Елена не шутила, она — подавала реплики.
Оказалось, между прочим, что она поступила всё-таки не в цирковое училище, а в какую-то полуофициальную театральную школу-студию, которую посещала два-три раза в неделю…
Особенно неприятным было пристрастие Елены к шуткам из кинофильмов, к тем бесконечно словно самотиражирующимся шуткам, которые удовлетворяют бессознательную тягу к живому слову огромного большинства нашего населения.

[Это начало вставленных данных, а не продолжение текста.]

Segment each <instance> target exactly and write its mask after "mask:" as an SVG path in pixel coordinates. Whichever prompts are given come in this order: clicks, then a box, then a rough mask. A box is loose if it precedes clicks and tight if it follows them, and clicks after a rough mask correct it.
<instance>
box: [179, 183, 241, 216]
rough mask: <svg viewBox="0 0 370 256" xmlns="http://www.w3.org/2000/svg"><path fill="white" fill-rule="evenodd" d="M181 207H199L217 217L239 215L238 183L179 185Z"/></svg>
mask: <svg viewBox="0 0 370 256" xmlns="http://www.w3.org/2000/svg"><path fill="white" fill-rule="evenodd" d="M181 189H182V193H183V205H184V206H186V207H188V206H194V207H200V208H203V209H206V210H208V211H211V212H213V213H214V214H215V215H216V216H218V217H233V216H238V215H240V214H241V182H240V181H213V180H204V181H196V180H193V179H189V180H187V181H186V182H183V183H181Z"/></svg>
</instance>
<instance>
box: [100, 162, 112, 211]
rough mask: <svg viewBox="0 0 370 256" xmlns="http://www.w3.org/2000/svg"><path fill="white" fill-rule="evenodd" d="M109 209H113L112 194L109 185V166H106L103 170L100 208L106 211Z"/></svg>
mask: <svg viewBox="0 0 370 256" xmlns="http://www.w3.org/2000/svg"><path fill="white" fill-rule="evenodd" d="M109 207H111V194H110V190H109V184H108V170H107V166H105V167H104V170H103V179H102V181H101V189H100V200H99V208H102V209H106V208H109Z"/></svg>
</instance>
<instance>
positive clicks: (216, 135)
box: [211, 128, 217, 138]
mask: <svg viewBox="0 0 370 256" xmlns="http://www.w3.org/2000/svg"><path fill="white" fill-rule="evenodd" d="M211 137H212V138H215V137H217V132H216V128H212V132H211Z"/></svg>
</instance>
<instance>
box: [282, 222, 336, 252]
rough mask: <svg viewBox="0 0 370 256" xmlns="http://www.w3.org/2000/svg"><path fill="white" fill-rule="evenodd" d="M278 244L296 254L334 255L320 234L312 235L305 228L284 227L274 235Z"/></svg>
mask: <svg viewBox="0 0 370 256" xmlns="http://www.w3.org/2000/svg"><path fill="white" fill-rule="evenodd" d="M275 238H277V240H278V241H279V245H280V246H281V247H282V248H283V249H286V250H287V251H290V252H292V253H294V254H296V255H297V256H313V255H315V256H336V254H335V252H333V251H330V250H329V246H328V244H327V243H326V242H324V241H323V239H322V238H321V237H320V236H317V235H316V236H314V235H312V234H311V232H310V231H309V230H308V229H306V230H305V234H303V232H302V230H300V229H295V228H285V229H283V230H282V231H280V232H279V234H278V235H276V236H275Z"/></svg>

Эти общепринятые (что немаловажно для потребителя) формулы смеха всегда напоминали мне как бы таблетки, которые, как когда-то говорили, заменяют космонавтам антрекоты и жареную осетрину, и бывали минуты, когда смеющихся подобным шуткам людей я жалел больше, чем плачущих.
Елена, услышав, например, что кого-либо зовут Васей, реагировала мгновенно. “Как верблюда”, — говорила она. В институте училось множество людей из северных городов — Норильска, Сыктывкара, Якутска. Выпив и разомлев, мужчины часто начинали зазывать к себе в гости. “Нет, уж лучше вы к нам!” — неизменно отвечала Елена, выпрямляя спинку, немного выпячивая и без того довольно пухлые губки и делая надменные глаза. Эта надменность её туманных глаз, гордо выпрямленная спинка и подчёркнуто грудной голос, которым она произносила чёрт знает какой давности шуточки, буквально сводили с ума зачастую очень неглупых мужчин. Они смеялись до колик.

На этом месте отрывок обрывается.